Decisi di prendere quella decisione più tardi, avevo cose da fare oggi e un appuntamento per il caffè con Josh. Oh, perché ho detto di sì, forse perché mi sentivo in colpa, sì, lo stavo usando, ma penso che anche lui mi stesse usando in cambio perché prendeva una percentuale dei soldi, non è che facesse qualcosa gratis. Dovrei ricordarmelo e non sentirmi in colpa. Mi fermai ai cancelli della famiglia criminale Bomama, la guardia uscì e ispezionò la mia macchina per assicurarsi che non stessi portando oggetti pericolosi per la famiglia. Fui autorizzata e guidai fino alla porta dove Johnny mi stava aspettando, non mi piaceva affatto il secondo in comando, era un pervertito, gli piaceva perquisirmi e si prendeva il suo tempo sui miei seni e l'interno delle mie gambe, sembrava il tipo che ti avrebbe stuprato. Il mio umore cambiava sempre immediatamente se Johnny era quello che mi aspettava. Scesi dalla macchina e come previsto Johnny iniziò a perquisirmi. Sentiva tra i miei seni, sotto i miei seni e poi passò all'interno delle mie gambe. Non si fermava, continuava ad andare avanti. "Penso che sia sufficiente Johnny, chiaramente non ho nulla con me."

"Va bene, Jose ti aspetta nella sala da pranzo." "Mi piace il fatto che Jose non abbia sempre bisogno dei suoi uomini intorno a lui, può fare affari con me da solo, sì, tutti loro possono, ma non lo fanno." "Emilia, buongiorno, vieni a sederti." Disse Jose. "Ciao Jose, come posso aiutarti oggi?" "Ho qualche milione, pensavo che potresti investirli in proprietà per me." "Non c'è problema, vuoi che li conti qui con te?" "No, lo abbiamo già fatto, sono 4 milioni." "Sei sicuro, Jose?" "Non voglio arrivare nel mio ufficio e poi mancano alcuni dollari." "Allora mi chiami e ucciderò la persona che li ha contati, mi fido di te, Emilia, probabilmente sei l'unica persona di cui mi fido. Poi sono sul mercato per delle pistole stampate in 3D, ho un lavoro da fare e non posso permettere che i metal detector rilevino le armi." "Nessun problema, Jose, posso occuparmene, per quando le vuoi?" "Hai due settimane, poi voglio 100 pistole da 9mm."

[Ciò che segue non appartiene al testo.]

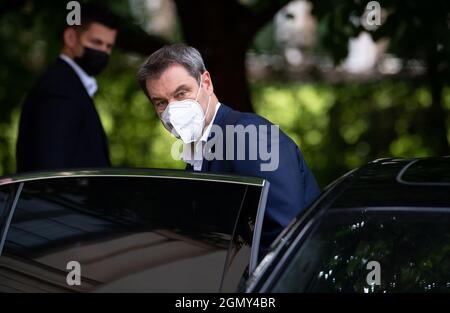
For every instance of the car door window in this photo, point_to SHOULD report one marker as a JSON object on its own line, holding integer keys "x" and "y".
{"x": 412, "y": 251}
{"x": 127, "y": 234}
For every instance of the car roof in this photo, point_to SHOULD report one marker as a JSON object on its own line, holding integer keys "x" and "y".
{"x": 416, "y": 182}
{"x": 131, "y": 172}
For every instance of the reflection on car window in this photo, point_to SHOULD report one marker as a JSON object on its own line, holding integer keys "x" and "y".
{"x": 412, "y": 249}
{"x": 5, "y": 191}
{"x": 127, "y": 234}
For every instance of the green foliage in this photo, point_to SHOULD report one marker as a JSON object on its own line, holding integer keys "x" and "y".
{"x": 339, "y": 127}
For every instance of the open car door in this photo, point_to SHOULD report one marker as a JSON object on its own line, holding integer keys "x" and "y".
{"x": 126, "y": 230}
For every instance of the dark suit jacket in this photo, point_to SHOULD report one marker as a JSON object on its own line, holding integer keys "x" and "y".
{"x": 292, "y": 185}
{"x": 59, "y": 125}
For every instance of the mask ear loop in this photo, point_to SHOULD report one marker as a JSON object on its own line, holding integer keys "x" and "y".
{"x": 196, "y": 99}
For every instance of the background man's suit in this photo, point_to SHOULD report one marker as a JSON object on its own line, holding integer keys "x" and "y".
{"x": 59, "y": 126}
{"x": 292, "y": 185}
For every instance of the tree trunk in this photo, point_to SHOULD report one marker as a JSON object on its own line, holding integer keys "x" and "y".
{"x": 437, "y": 128}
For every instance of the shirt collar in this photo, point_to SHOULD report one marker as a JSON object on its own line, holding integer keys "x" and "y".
{"x": 89, "y": 82}
{"x": 186, "y": 155}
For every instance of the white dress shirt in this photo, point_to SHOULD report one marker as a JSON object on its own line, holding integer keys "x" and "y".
{"x": 88, "y": 82}
{"x": 197, "y": 160}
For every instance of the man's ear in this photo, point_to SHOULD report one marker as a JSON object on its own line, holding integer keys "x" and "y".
{"x": 70, "y": 37}
{"x": 207, "y": 82}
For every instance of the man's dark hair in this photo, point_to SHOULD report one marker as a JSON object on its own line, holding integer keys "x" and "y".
{"x": 96, "y": 13}
{"x": 169, "y": 55}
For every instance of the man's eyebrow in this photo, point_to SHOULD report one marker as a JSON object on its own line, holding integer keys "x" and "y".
{"x": 181, "y": 87}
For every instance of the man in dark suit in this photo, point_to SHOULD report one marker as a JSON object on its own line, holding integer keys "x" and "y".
{"x": 177, "y": 83}
{"x": 59, "y": 125}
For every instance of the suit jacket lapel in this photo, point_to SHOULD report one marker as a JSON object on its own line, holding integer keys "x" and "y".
{"x": 219, "y": 120}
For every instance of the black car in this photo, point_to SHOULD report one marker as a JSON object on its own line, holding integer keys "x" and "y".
{"x": 128, "y": 230}
{"x": 382, "y": 228}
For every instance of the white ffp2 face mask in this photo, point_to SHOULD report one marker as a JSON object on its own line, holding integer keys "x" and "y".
{"x": 185, "y": 119}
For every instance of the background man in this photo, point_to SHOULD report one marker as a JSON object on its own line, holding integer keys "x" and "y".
{"x": 177, "y": 83}
{"x": 59, "y": 125}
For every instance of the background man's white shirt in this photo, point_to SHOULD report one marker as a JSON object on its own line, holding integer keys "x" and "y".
{"x": 89, "y": 82}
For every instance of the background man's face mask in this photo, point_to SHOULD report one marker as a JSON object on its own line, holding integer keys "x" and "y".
{"x": 93, "y": 61}
{"x": 185, "y": 119}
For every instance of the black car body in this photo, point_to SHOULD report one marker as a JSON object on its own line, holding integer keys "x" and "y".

"Ok, nessun problema, Jose, altro?" "Non ora, grazie Emilia, i soldi saranno alla porta." "Grazie, Jose." Arrivai alla porta d'ingresso e Johnny era lì con le valigie, quali sono le probabilità che fosse lui a contare i soldi, così potrei liberarmi di lui. Magari, Rossi. Mi dissi. Presi le valigie da lui e me ne andai. Grazie a Dio non fece altro, avrei potuto vomitare. Ma almeno fu la ragione per cui potei pensare chiaramente di nuovo. Tornai al mio ufficio, pensando chi pensano di essere questi ragazzi a dirmi di non giocare con me stessa, spuntare ovunque e baciarmi senza senso. Non ci vado stasera. Non ci vado.